TG: How can organizations leverage that insight in the real transformation-exercises they take?
SD: It’s important to understand Service-Design as a strategic exercise; and that it involves the exchange of value-data, information and benefits that runs across an interconnected ecosystem tying the business to itself and to its consumers. This often needs a complete transformation of organization structure, culture and enterprise technology blueprint. That is the reason why Front Stage transformation can’t happen without the transformation of the Back Stage itself.To maximize the impact of Service-Design undertakings; businesses must break silos, establish constant communication and open collaboration between various departments.
TG: Does your consulting phase entail clients’ customers journey-mapping as well?

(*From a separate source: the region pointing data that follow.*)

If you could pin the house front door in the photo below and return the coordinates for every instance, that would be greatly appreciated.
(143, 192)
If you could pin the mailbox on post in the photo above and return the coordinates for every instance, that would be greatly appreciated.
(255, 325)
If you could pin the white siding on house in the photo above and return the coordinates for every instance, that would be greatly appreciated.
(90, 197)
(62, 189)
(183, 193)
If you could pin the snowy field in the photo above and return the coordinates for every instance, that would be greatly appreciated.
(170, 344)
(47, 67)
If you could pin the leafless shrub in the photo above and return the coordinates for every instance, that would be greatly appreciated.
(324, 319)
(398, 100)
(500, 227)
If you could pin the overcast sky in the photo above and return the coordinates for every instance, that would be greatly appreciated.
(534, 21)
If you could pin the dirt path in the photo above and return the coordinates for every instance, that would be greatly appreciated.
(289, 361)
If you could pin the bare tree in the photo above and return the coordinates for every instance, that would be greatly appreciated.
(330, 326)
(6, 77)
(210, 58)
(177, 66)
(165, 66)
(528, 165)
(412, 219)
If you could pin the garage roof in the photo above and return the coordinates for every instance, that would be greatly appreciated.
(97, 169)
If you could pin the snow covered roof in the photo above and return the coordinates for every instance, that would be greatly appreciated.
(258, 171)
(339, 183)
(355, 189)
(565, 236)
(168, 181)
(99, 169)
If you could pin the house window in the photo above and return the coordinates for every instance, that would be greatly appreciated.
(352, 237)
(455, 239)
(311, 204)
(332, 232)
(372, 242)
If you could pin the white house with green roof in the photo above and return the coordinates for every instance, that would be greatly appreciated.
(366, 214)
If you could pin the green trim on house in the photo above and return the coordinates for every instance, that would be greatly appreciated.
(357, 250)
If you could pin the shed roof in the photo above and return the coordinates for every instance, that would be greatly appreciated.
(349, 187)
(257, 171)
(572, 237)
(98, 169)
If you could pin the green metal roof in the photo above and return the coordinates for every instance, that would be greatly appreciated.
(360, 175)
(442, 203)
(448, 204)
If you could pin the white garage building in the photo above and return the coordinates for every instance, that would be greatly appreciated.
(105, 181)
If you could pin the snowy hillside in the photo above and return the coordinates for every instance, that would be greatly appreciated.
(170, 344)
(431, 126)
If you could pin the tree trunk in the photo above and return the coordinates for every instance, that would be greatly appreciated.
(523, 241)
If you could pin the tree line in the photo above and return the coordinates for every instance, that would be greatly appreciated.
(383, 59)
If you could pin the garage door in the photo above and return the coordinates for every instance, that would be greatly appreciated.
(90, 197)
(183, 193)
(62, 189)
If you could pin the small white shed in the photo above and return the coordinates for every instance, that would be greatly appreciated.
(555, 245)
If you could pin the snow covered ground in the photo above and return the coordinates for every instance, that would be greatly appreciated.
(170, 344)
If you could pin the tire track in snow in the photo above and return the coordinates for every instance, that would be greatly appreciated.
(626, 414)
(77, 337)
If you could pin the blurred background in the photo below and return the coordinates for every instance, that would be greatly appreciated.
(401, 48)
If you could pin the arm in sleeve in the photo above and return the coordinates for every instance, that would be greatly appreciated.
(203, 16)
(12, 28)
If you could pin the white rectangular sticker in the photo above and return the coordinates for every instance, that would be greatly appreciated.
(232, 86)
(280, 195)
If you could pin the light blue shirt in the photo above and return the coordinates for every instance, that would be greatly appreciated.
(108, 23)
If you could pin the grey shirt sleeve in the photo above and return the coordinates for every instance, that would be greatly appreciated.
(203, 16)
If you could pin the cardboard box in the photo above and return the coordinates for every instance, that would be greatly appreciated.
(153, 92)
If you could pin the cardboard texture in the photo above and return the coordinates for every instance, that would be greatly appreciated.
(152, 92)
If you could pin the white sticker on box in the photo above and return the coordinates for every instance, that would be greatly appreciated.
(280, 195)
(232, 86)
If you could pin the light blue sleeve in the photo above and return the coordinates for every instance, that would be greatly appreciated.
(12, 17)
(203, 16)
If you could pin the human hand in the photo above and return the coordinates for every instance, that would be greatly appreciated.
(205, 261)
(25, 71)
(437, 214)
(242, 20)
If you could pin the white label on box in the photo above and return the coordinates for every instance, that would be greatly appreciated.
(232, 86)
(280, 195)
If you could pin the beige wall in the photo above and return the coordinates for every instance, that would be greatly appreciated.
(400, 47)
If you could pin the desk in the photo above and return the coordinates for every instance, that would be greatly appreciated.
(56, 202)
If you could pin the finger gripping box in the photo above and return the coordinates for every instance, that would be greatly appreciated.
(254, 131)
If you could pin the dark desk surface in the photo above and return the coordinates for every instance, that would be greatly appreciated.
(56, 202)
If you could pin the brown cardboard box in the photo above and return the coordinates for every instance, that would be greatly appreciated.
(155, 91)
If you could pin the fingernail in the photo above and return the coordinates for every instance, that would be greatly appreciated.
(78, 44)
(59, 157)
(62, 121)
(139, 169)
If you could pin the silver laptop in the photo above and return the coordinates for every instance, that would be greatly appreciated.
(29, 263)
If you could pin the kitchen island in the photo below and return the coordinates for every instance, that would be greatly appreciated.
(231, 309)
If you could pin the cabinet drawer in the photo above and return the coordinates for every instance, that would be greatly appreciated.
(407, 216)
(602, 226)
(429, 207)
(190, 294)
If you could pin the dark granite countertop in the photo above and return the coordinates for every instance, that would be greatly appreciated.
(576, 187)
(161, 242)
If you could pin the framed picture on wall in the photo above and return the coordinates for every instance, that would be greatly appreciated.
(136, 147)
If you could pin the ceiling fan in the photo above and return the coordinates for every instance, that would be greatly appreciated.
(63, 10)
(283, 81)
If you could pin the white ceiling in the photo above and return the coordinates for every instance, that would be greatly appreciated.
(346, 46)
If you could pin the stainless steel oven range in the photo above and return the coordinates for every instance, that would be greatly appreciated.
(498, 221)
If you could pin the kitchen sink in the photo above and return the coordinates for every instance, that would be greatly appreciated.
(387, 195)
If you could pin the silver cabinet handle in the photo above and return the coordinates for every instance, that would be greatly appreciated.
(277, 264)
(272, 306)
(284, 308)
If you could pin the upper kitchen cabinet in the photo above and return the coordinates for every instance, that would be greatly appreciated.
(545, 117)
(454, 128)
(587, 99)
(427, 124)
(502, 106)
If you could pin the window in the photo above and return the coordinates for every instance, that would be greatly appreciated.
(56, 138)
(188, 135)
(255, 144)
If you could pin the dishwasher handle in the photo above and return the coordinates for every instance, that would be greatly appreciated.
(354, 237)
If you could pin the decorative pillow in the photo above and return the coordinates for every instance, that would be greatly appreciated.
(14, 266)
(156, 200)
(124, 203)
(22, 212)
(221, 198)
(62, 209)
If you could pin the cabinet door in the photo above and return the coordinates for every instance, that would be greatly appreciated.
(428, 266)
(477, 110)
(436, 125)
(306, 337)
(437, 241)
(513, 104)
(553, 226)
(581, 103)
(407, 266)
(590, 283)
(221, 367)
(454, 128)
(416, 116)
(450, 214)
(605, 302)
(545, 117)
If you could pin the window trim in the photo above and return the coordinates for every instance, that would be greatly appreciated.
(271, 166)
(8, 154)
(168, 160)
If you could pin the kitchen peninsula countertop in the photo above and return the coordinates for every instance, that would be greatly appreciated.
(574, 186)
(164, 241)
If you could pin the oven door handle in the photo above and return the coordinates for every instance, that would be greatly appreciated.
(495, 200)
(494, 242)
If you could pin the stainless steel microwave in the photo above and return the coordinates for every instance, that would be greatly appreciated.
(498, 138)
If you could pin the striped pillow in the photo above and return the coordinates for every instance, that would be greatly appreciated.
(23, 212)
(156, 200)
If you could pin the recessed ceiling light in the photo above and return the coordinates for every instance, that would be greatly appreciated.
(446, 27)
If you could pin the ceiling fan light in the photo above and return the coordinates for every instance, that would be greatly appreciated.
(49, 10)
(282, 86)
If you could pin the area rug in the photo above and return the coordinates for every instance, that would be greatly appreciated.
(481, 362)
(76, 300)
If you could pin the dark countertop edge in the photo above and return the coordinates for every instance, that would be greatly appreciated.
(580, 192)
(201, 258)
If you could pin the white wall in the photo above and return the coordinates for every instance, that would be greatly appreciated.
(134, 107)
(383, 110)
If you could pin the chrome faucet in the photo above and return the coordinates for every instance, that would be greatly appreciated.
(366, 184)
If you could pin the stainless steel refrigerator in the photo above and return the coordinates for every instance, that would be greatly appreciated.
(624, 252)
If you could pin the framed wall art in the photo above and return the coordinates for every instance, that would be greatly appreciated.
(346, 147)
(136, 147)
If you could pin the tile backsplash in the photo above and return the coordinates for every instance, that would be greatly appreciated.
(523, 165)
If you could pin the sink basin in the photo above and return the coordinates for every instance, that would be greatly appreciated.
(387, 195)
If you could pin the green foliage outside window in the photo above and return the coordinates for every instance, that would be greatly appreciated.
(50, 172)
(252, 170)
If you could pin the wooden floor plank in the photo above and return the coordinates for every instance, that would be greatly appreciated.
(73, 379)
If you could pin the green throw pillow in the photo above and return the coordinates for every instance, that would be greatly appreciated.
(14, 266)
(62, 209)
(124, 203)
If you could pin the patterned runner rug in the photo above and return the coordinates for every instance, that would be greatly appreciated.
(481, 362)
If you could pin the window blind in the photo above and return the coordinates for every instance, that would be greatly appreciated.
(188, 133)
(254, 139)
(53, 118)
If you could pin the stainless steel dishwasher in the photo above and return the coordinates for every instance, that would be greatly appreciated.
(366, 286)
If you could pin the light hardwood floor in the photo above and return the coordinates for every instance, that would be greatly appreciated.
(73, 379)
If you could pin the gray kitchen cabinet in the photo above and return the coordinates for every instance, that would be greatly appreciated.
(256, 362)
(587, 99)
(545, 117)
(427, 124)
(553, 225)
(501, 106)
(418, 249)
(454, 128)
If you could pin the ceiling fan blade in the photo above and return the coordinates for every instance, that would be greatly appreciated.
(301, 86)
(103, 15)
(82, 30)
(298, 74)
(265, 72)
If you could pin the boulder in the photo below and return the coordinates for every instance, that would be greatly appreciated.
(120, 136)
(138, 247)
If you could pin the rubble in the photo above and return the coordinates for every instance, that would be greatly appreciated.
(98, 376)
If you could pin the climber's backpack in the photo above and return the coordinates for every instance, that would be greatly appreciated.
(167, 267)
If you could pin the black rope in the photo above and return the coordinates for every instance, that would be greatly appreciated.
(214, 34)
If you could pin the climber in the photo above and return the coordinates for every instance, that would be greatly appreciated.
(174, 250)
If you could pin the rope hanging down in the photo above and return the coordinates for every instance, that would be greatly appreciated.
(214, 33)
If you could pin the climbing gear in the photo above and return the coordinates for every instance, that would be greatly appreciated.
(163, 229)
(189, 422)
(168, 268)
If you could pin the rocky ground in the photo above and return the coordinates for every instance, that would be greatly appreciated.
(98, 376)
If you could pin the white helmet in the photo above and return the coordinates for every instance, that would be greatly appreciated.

SD: Yes absolutely. As I’ve mentioned above, we envision new customer journeys based on a deep understanding of the customer needs, motivations and behavior. This is a core component of our ‘radical customer-centric’ approach. We ensure that business operations (process, tools, technology, data and policies) are set up to deliver to end-to-end vision, which is pivoted on customer-centricity.
Also, we look at customer journeys far more holistically across all channels to create service-blueprints. Ensuring that journeys are not confined to just the digital space but unifying the digital and the physical – that is crucial. This is a significant departure from web-centric thinking that only maps various digital channels.
This is important for verticals such as Insurance, where journeys and interactions are fragmented across digital and physical scapes. Service experience and continuity with fluid exchange of data are paramount to remove any channel silos.
TG: Is Sapient Razorfish aiming at end-to-end digital transformation journey like Accenture, IBM &Deloittes of the world? What’s your positioning?
SD:Interestingly enough, our competitive landscape entails the likes of EY, PwC and McKinsey. But we also partner with McKinsey on some transformations.
As for the big IT consultants like IBM, Accenture’s, Deloitte etc, we compete with our own strong propositions that cover purposeful industry-sharp solutions shaped on really-niche answers.
TG: Does Sapient Razorfish work for digitally-led customers like e-tailers etc. apart from the traditional industry-verticals mentioned earlier?
SD: Yes. Actually any industry that you pick up, of the top 10 brands by revenue or by any recognition we would easily be working with at least 5. On the disruptors’ side too, there are enough. They are started by large organizations as well as funded separately. For example – one of our largest banking clients in Canada actually had a banking licence to start a completely digitally-led bank and that’s what we were working on – how to make them far more agile so that they can actually compete in the fierce and turbulent market shaken with lightning-speed changes.
TG: What are your biggest revenue-contributing verticals?
SD: From an industry perspective: Financial Services, Automotive, Retail, Travel & Hospitality, Telco & Media, CPG & Healthcare amongst others, are some of the industries where we are seeing huge traction.